Afterwards, when she had gone, Michael could not recollect the words she had used to tell him this child was his daughter. He remembered watching the oily water with the swan glowing bluish-white as if the moon was in its feathers, and the world had seemed to shift while she was speaking, the understanding dawning in his senses rather than in his mind, like an alteration in temperature or light. He remembered his wonder at the miracle of a child who was part of him.
‘Antje can’t stay in Germany,’ Karen had said. ‘You know why, Michael. She is …’ She faltered. ‘Antje isn’t safe.’

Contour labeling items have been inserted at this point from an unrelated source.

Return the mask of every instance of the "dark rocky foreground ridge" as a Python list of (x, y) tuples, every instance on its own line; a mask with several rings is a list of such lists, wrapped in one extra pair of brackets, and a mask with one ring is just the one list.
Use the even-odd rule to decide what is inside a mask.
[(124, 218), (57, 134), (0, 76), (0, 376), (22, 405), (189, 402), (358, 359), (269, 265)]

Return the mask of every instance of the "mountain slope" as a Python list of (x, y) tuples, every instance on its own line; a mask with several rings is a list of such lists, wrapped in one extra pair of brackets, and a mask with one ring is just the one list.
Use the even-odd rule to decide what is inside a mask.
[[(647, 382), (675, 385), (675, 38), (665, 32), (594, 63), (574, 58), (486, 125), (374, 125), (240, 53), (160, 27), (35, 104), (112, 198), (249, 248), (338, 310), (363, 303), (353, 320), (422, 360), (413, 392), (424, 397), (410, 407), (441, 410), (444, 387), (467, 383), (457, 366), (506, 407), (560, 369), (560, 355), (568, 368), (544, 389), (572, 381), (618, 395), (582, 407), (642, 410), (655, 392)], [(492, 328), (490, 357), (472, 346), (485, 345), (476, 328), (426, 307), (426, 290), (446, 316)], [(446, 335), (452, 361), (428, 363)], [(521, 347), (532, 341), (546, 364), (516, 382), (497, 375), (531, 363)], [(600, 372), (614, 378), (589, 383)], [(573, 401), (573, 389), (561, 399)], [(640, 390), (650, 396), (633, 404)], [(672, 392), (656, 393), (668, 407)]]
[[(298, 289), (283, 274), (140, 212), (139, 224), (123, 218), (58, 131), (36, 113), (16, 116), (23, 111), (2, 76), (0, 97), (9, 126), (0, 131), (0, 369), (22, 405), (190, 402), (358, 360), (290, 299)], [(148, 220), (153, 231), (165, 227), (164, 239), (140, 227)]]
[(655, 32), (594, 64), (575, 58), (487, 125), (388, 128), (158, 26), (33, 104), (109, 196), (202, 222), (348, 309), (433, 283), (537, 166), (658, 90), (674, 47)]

‘I should like to see her, Karen, if she’s mine.’
Karen laughed, a shrill kind of yelp. ‘Oh, yes, she’s yours! If there were any doubt, do you think I would be here? You mustn’t ever contact her, Michael, that’s why I needed to see you. You must promise me you won’t.’
‘I’d like to know her.’
‘Don’t you see it isn’t fair? She must belong to her new family. She mustn’t know you and she must forget me. If she ever looked for me, if the authorities in Germany should ever know … I can’t tell you … if someone were to hear of it …’ He saw in Karen’s eyes that she was desperate and would have begged if it had been in her nature.